The G actin can be added and removed from both plus and minus ends of the polymer.

The monomer is more readily added to the plus end of the filament

G actin needs to be bound ATP- hydrolysed to ADP

Question 5

What are the major functions of actin?

Answer 5

Mechanical support
Cell Shape changes and maintenance- RBC and adherent junction
Cell Motility

Question 6

Summarise and list the actin binding proteins

Answer 6

Motor Proteins eg myosin in muscle
Membrane attachment proteins eg Spectrin
Cross linking proteins eg transgelin
Capping proteins (prevents filament growth)
Side binding proteins (allows the interaction with other proteins)
Severing proteins (severin,gelesdom)
Actin-Bundling protein- Alpha actinin in muscle

Question 7

What are actin sequestering proteins

Answer 7

Bind to G actin preventing it from polymerising

eg. profilin, thymosin

Question 8

Describe the structure of intermediate filaments

Answer 8

Polymer of individual intermediate filament proteins

10nm in diameter

Networks typically most dense around the nucleus- extends to the periphery

Intermediate filament proteins form cross

Question 9

What are the major functions of the intermediate filaments

Answer 9

Anchor cell at the some junctions

Support nuclear structure

Question 10

Describe the formation of the intermediate polymer

Answer 10

1) intermediate filament protein- monomer
2) Helical dimer
3) 2 dimers combine to form a tetramer- the fundamental unit of IF
4) Tetramers link in a staggered formation end to end to form the filament
5) Subunit exchange os slow but occurs along the length of the whole filament

NB proteins bind to the IF to modulate the function
Plectinin molecules link IFs to actin filaments

Question 11

Describe the structure of microtubules

Answer 11

Long relatively stiff hollow tubes (approx 25nm diameter)
Visible by EM/light microscope

Can be rapidly assembled and deassembled

The polymer is built from monomers of tubulin- one monomer which has alpha tubulin and beta tubulin.

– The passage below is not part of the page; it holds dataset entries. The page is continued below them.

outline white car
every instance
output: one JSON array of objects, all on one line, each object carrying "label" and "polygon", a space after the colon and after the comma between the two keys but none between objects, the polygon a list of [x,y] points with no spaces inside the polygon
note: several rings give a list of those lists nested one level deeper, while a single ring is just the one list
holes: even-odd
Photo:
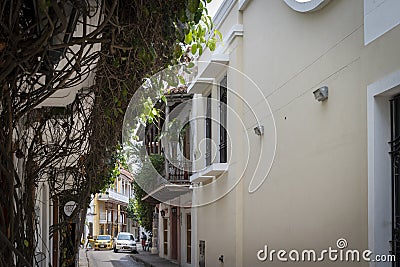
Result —
[{"label": "white car", "polygon": [[120,250],[128,250],[130,252],[137,252],[135,237],[131,233],[120,232],[114,241],[114,252]]}]

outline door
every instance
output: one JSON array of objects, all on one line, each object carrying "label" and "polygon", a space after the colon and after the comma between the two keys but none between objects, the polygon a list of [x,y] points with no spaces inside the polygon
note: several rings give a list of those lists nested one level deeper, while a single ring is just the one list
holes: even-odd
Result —
[{"label": "door", "polygon": [[171,208],[171,259],[178,259],[178,209],[177,207]]},{"label": "door", "polygon": [[396,261],[393,266],[400,267],[400,95],[391,100],[392,133],[392,254]]},{"label": "door", "polygon": [[164,255],[168,255],[168,219],[163,219],[163,247]]}]

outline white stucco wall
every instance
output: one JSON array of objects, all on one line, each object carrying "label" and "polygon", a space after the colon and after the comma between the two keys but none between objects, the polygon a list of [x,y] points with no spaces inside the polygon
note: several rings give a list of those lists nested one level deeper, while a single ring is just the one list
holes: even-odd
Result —
[{"label": "white stucco wall", "polygon": [[[228,22],[243,24],[243,37],[217,51],[229,54],[229,66],[242,70],[262,90],[273,110],[278,143],[271,172],[258,190],[249,193],[249,185],[268,168],[250,161],[235,190],[196,209],[196,246],[199,240],[206,241],[206,266],[218,266],[219,254],[224,255],[225,266],[291,266],[292,263],[260,262],[256,253],[265,244],[271,249],[319,251],[335,247],[339,238],[345,238],[351,248],[389,253],[387,147],[380,145],[373,150],[378,153],[375,161],[369,151],[375,143],[387,145],[388,114],[387,110],[373,114],[374,120],[368,114],[379,110],[376,103],[383,101],[387,107],[393,92],[382,97],[369,90],[385,77],[390,80],[390,75],[400,69],[400,29],[392,23],[383,27],[386,30],[380,28],[372,33],[372,28],[364,24],[372,19],[364,16],[365,10],[369,9],[368,14],[389,12],[382,8],[391,4],[385,8],[396,9],[397,2],[373,1],[374,7],[364,6],[365,2],[368,1],[329,1],[319,10],[301,13],[283,0],[252,0],[246,1],[239,15],[232,8],[230,12],[235,14],[222,23],[223,34],[233,26]],[[375,15],[383,20],[381,24],[387,19],[387,14]],[[393,16],[389,13],[390,18]],[[365,46],[367,36],[374,41]],[[202,59],[207,57],[210,55]],[[234,72],[230,75],[229,68],[227,73],[228,87],[246,94],[251,109],[267,125],[270,117],[262,99],[252,93],[251,84],[235,78]],[[323,103],[312,94],[321,86],[329,87],[329,98]],[[234,144],[232,162],[237,164],[229,167],[226,176],[213,180],[210,189],[196,192],[198,200],[221,192],[226,186],[224,179],[232,181],[240,172],[246,154],[243,136],[249,137],[248,150],[263,150],[261,163],[267,162],[272,151],[268,147],[273,143],[270,129],[267,127],[263,137],[256,136],[250,110],[233,107],[242,115],[246,128],[241,132],[228,123]],[[382,125],[385,129],[380,130]],[[371,141],[367,129],[375,129],[379,140]],[[254,176],[256,168],[260,171]],[[324,261],[316,266],[343,265]],[[375,266],[367,262],[346,263],[369,265]]]},{"label": "white stucco wall", "polygon": [[400,23],[400,1],[364,0],[365,45]]}]

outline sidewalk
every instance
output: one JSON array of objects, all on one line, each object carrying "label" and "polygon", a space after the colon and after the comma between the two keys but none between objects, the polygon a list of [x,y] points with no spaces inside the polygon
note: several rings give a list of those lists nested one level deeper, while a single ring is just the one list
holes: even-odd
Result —
[{"label": "sidewalk", "polygon": [[88,258],[86,255],[86,249],[79,248],[79,267],[88,267]]},{"label": "sidewalk", "polygon": [[142,262],[146,267],[179,267],[178,264],[159,257],[157,254],[150,254],[148,251],[139,251],[139,254],[132,254],[131,257]]}]

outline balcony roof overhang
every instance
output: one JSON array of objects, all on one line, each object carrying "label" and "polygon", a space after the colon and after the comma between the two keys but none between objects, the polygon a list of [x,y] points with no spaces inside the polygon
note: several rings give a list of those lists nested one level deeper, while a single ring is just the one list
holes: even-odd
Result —
[{"label": "balcony roof overhang", "polygon": [[190,182],[204,182],[214,177],[218,177],[225,172],[228,172],[228,163],[213,163],[204,170],[190,176]]},{"label": "balcony roof overhang", "polygon": [[217,78],[222,72],[226,71],[228,64],[229,55],[227,54],[214,54],[207,62],[199,61],[199,74],[189,85],[187,89],[188,93],[204,93],[210,85],[215,83],[215,78]]},{"label": "balcony roof overhang", "polygon": [[163,184],[143,197],[142,200],[160,203],[175,199],[190,192],[189,184]]},{"label": "balcony roof overhang", "polygon": [[199,78],[214,78],[223,72],[229,64],[229,55],[213,54],[210,61],[199,62]]},{"label": "balcony roof overhang", "polygon": [[122,200],[122,199],[114,198],[114,197],[110,196],[110,194],[107,194],[107,193],[99,193],[97,199],[99,201],[106,201],[106,202],[110,202],[110,203],[114,203],[114,204],[118,204],[118,205],[128,205],[129,204],[129,198],[127,198],[127,200]]}]

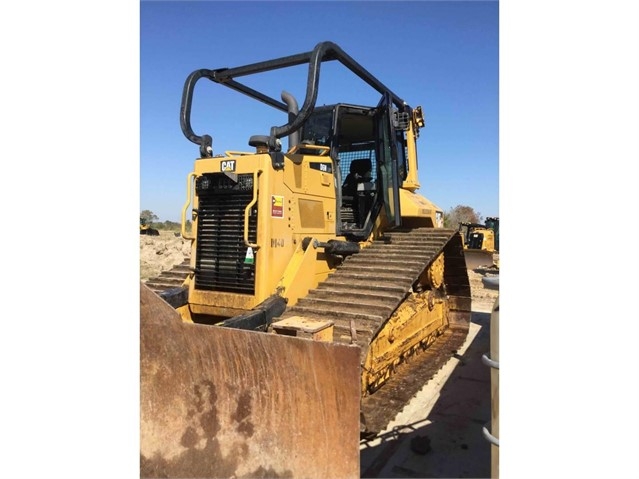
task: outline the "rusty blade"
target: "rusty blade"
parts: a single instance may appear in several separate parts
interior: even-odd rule
[[[359,477],[358,347],[140,315],[141,477]]]

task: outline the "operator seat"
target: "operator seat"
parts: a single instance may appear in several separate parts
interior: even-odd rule
[[[370,180],[373,165],[370,158],[360,158],[351,162],[350,170],[342,184],[342,196],[355,198],[357,183]]]
[[[360,197],[358,185],[371,180],[372,163],[370,158],[360,158],[353,160],[350,165],[349,174],[342,184],[342,215],[346,221],[353,221],[357,227],[363,225],[366,211],[370,208],[370,199]],[[350,211],[350,214],[348,213]],[[352,218],[352,219],[351,219]]]

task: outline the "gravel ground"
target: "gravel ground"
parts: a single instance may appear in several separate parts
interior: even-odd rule
[[[160,236],[140,235],[140,280],[158,276],[162,271],[182,263],[191,253],[191,242],[160,231]]]

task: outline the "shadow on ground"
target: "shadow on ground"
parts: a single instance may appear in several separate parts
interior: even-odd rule
[[[481,356],[490,346],[490,313],[473,312],[480,327],[441,387],[430,412],[411,424],[362,442],[361,477],[490,477],[490,445],[482,426],[490,420],[490,370]],[[429,402],[430,404],[430,402]]]

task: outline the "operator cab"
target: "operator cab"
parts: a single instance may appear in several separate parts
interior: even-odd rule
[[[336,191],[337,234],[356,240],[367,238],[383,207],[389,218],[396,215],[399,221],[396,195],[405,179],[406,149],[404,131],[395,133],[388,112],[386,106],[317,107],[301,129],[302,144],[330,148],[335,184],[341,185]],[[393,157],[391,149],[398,155]],[[398,179],[399,171],[404,172],[403,178]]]

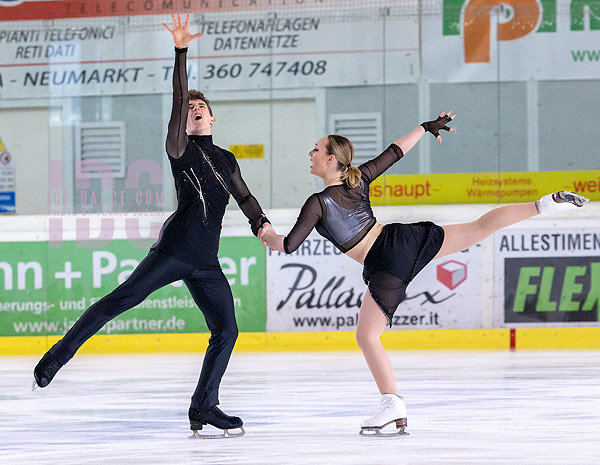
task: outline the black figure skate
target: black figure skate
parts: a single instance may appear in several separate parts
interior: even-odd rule
[[[216,405],[210,410],[200,410],[190,408],[188,412],[190,418],[190,429],[194,432],[190,439],[222,439],[222,438],[239,438],[246,434],[243,428],[244,422],[239,417],[230,417],[221,411]],[[215,428],[222,429],[221,434],[201,434],[198,431],[202,430],[204,425],[212,425]],[[229,430],[239,429],[239,433],[231,433]]]
[[[50,384],[54,375],[62,368],[62,363],[60,363],[54,355],[50,352],[46,352],[42,359],[38,362],[38,364],[33,369],[33,384],[31,385],[31,390],[35,391],[35,388],[41,387],[44,388]]]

Therefore the molecule is asymmetric and so polymer has polarity- one end start with alpha, the other beta

Question 12

How are microtubules assemble (and deassembled)

Answer 12

Monomers bind to GTP
And are added to plus end

The monomers gradually lose the GTP as it is dephosphorylated- LOSES AFFINITY

Microtubule polymerises in centrosome ( minus stays close to the centrosome and plus toward the periphery)

Question 13

What are the uses for cytoskeleton

Answer 13

Cell Shape and orientation
Anchoring the organelle 
Anchoring the cells
Cell Motility 
Movement

Question 14

Describe the “cell shape and orientation” aspect

Answer 14

Actin filament bundles provide support
Actin filament sheets also provide support-
1. dense sheets of actin- found in cortex of cell
2. Maintains the shape of cells eg erythrocytes
eg Stereocillia in the inner ear-
cells are depolarised/hyperpolarised by deflections caused by sound. Here, actin filaments keep stereocillia rigid despite the vibrations of sound

Intermediate filaments stabilise the shape of axons (soma - synapse)

Microtubules stabilise the shape of platelets (formed instantly when stimulus applied)

Question 15

Describe the “anchoring cells” aspect

Answer 15

The cytoskeleton is essential to anchor the cells to each other and extracellular matrix at cell junctions
eg at adherens junctions- forming adhesion belt due to the cadherin dimer being held by actin

Question 16

Describe the “anchoring the organelles” aspect

Answer 16

Microtubules organise the ER of a cell

IF form a meshwork around the nucleus of a cell nucleus (LAMINA) to hold in position the transcription machinery- keeping it ordered (anchored)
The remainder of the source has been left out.